Medicatie hielp me enorm
“Ik kreeg ontstekingsremmers en één keer in de zoveel tijd een heftige injectie. Dan werd het vocht uit mijn knie gezogen en gingen er corticosteroïden in en kon ik weer even vooruit. Maar dat mocht maar een paar keer per jaar. Toen het zo slecht ging, bleef ik wel oefenen om mijn spieren sterk te houden. Gewoon thuis, heel braaf elke ochtend op een matje. Het gaat nu al een paar jaar goed zonder medicijnen. Ik ga weer naar de sportschool. Meestal zie je er niks van. Soms, als ik er last van heb, dan loop ik een beetje mank en zijn mijn knieën wat dikker. Mijn duimgewrichten beginnen op te spelen, daar moet ik eens naar laten kijken. Ze zijn pijnlijk en het is lastig met dingen vastpakken want ze zijn ook minder flexibel. Ik merk wel dat dat een probleem aan het worden is.

 

Samen sta je sterk

“Mensen spreken me vaak aan en vragen dan: hoe doe jij het, welke medicijnen gebruik je of heb je gebruikt? Heb je een tip? En dat soort dingen. Wat ik ook vaak hoor van mensen en dat klinkt dan heel gek, maar dat het een steun of troost is dat ik het dan ook heb. Het kan iedereen overkomen.” Ik kan alleen uit eigen ervaring spreken maar voor mij is het allerbelangrijkste geweest om te zoeken naar wat wel kan. En goed naar je lijf luisteren, je hebt maar één lijf en daar moet je het zo lang mogelijk mee doen. En samen sta je sterk, moet je denken.
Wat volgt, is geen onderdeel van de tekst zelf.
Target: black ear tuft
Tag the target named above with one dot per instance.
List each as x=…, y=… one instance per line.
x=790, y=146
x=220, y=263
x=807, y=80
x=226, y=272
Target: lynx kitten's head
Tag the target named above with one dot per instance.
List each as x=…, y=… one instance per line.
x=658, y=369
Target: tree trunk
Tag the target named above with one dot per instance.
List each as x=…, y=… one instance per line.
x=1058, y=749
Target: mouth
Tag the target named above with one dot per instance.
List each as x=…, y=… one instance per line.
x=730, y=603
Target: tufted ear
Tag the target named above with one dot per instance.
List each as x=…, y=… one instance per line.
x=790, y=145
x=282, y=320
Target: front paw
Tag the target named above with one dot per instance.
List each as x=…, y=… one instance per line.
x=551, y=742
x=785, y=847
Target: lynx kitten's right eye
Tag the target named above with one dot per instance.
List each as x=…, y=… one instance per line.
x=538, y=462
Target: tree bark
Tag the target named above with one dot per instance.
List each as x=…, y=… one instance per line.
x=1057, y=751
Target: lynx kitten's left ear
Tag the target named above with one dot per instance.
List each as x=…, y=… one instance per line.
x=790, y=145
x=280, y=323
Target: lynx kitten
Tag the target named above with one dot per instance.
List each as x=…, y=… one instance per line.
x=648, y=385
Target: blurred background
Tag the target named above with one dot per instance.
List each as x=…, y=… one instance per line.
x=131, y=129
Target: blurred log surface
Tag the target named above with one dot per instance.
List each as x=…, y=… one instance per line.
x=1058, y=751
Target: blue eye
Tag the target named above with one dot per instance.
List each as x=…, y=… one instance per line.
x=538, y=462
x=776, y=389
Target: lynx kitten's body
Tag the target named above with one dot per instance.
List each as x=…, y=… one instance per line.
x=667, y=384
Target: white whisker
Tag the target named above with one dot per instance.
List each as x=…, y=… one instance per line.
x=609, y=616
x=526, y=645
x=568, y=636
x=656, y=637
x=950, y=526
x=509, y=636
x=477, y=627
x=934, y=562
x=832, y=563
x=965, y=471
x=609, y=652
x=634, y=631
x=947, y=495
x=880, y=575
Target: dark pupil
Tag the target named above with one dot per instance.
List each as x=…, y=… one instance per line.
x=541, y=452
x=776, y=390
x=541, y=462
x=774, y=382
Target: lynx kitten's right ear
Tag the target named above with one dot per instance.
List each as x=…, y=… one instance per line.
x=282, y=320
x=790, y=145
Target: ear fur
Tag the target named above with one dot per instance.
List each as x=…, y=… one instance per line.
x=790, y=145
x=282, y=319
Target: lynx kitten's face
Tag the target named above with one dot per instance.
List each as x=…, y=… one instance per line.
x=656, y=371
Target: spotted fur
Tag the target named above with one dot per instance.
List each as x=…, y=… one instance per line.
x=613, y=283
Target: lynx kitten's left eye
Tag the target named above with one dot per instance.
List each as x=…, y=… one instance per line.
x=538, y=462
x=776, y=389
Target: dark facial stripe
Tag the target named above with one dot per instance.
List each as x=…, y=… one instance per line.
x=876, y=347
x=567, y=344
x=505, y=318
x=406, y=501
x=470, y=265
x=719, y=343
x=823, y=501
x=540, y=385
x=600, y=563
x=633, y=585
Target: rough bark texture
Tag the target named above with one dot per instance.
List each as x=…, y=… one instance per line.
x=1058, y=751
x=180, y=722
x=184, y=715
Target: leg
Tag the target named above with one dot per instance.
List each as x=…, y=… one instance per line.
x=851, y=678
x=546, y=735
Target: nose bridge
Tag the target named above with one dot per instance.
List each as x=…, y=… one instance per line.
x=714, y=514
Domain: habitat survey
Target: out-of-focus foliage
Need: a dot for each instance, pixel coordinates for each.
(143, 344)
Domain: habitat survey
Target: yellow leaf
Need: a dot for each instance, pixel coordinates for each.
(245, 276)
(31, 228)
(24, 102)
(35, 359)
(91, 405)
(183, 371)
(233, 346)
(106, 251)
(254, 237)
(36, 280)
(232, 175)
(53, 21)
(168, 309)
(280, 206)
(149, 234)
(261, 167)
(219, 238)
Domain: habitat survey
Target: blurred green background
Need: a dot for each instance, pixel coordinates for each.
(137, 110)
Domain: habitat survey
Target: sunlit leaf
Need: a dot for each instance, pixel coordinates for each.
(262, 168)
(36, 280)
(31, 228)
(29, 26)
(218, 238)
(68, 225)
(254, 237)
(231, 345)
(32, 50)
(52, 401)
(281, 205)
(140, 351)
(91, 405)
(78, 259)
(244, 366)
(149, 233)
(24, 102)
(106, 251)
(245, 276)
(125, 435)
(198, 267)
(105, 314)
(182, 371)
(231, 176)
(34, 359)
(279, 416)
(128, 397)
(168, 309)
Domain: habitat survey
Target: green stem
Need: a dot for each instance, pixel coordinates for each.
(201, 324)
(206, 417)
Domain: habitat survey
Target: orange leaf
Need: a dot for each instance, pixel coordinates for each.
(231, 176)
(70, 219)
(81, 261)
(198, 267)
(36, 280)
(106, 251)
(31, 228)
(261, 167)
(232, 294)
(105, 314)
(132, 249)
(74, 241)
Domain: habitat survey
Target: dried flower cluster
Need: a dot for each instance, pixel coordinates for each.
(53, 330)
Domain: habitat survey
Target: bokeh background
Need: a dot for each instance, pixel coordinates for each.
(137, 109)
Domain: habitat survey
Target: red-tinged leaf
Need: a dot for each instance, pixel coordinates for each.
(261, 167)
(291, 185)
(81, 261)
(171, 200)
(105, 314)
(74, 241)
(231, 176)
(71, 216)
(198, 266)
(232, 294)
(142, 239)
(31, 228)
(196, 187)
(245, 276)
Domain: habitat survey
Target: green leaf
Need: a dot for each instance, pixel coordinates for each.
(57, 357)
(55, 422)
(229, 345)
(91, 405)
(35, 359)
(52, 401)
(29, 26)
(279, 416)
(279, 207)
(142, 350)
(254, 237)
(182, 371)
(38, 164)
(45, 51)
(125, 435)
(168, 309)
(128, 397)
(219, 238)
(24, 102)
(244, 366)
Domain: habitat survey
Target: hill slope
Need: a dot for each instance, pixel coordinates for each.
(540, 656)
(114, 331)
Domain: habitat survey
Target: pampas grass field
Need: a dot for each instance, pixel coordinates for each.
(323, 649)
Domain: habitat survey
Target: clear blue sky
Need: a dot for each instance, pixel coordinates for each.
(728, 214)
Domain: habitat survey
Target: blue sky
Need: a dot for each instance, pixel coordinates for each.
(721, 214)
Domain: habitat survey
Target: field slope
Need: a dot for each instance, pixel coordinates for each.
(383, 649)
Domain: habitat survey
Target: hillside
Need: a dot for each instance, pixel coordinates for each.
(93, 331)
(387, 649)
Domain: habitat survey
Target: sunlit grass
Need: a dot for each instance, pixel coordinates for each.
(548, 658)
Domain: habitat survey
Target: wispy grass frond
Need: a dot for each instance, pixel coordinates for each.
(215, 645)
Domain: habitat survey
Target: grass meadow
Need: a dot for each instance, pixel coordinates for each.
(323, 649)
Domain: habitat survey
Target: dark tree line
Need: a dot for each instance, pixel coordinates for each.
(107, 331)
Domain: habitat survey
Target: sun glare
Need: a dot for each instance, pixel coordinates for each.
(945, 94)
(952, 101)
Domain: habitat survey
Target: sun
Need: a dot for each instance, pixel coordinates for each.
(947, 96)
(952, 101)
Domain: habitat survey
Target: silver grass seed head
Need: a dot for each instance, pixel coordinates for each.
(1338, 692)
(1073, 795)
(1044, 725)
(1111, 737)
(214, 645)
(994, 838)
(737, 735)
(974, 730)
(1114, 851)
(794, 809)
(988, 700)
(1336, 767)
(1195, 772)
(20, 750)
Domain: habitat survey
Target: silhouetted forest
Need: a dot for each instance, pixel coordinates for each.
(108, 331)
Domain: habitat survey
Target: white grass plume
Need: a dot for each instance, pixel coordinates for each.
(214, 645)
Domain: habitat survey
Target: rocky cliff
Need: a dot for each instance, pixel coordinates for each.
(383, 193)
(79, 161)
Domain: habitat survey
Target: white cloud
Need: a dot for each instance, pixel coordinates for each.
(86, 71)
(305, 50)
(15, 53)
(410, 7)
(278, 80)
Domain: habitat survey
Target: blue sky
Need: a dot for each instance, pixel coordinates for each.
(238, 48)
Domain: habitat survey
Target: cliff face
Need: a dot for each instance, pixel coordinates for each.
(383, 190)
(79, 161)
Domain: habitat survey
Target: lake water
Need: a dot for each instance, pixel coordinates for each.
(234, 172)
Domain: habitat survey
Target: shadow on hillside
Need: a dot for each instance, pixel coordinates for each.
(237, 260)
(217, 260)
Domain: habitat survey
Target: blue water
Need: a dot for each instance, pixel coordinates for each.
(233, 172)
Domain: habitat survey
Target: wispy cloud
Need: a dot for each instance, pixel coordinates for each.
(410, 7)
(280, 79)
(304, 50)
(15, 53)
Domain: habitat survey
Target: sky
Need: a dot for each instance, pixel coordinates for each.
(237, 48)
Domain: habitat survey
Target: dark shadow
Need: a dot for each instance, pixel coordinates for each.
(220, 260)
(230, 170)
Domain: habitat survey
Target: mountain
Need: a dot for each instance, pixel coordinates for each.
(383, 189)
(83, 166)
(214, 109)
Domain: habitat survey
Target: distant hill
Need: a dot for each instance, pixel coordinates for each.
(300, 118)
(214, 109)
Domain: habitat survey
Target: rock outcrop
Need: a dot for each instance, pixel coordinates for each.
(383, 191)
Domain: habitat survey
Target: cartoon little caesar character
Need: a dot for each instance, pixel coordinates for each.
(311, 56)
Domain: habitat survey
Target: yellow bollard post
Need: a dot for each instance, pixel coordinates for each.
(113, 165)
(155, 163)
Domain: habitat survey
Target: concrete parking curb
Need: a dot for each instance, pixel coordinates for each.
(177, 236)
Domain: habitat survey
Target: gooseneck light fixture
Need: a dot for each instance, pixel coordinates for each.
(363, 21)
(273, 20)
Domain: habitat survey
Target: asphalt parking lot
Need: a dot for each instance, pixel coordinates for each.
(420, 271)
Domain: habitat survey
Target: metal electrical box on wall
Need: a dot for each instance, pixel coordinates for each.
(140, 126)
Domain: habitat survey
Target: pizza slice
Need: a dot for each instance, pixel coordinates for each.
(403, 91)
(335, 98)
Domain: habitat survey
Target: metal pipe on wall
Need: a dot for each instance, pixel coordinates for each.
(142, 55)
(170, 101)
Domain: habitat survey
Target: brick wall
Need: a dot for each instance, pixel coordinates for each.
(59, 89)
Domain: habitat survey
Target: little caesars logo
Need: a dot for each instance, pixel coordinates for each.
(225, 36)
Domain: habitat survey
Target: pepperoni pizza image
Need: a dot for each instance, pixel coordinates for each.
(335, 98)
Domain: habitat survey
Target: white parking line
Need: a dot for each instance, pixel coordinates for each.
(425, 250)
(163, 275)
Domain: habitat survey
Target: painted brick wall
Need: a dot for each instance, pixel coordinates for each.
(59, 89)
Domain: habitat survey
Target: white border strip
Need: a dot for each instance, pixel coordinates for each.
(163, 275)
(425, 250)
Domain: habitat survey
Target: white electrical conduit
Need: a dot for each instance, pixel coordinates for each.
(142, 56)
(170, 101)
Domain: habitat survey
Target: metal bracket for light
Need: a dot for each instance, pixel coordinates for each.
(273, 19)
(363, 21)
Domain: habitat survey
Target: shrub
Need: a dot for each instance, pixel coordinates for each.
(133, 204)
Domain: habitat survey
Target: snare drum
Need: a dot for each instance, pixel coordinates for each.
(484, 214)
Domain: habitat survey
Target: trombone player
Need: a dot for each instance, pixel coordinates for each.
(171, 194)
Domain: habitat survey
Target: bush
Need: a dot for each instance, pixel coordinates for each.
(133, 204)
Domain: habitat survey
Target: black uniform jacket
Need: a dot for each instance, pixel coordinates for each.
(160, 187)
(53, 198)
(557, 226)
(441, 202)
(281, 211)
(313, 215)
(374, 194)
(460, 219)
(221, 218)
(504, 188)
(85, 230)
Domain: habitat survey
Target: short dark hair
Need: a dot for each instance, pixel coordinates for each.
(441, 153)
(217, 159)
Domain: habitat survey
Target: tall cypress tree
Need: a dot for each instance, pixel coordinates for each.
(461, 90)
Ook in een reumapatiëntenvereniging die natuurlijk heel veel goeds doet aan lotgenotencontact en die kwaliteit van leven heel hoog in het vaandel heeft staan en voor oplossingen naar de toekomst kijkt.

 

Streven naar het maximale

“Wat ik heb geleerd is dat je binnen je beperkingen altijd naar het maximale kan streven. En dat geeft een buitengewoon goed gevoel. Je wordt dan toch uitgedaagd. Het is ook voor je mentale gesteldheid altijd goed om te kijken wat je nog wel kan en dat ook te doen. Als je constant verrekt van de pijn, dan is dat helemaal geen makkelijke opgave. In het begin was ik heel boos, daar kom je natuurlijk nergens mee. Wat mij ook heeft geholpen, is dat ik aangaf waar ik mee te kampen had en dat ik toen door kleine aanpassingen toch door kon gaan met het werk. Dus: vertel wat er aan de hand is en wat je nodig hebt zodat anderen je kunnen helpen. Ik heb gemakkelijk praten want het gaat nu goed behalve die handgewrichten die nu fel irritant worden.”

 

Contact met mensen

“Het Reumafonds wilde met mij als boegbeeld reuma zichtbaarder maken en laten zien: het is geen ziekte die alleen oudere mensen treft. Het leuke aan mijn rol als ambassadeur is het contact met mensen. In de eerste plaats de patiënten en die grote groep vrijwilligers die in de collecteweek de straat op gaat. Die zijn ongelooflijk belangrijk want de opbrengst is een groot deel van onze fondsenwerving. Daarnaast spreek ik bijvoorbeeld tijdens congressen met wetenschappers en dan ben ik echt erg onder de indruk van de gedrevenheid en het enthousiasme bij het zoeken naar een oplossing voor het probleem en een betere kwaliteit van leven. Die twee totaal verschillende werelden vind ik heel boeiend.”

 

Mens, durf te leven!

“Wat ik zou doen als reuma te genezen is? Marathon, triatlon, keihard beulen! Ik vind sporten geweldig om te doen. Mijn levensmotto is: Mens, durf te leven. Je kunt wel overal bang voor zijn en je zorgen maken maar dat is echt zonde van je tijd. Ik krijg energie van veel dingen: sporten, met de hond wandelen en van de hele dag in de keuken staan en dan ’s avonds met vrienden om tafel. En van heel goed slapen, dat gebeurt niet zo vaak, vandaar.”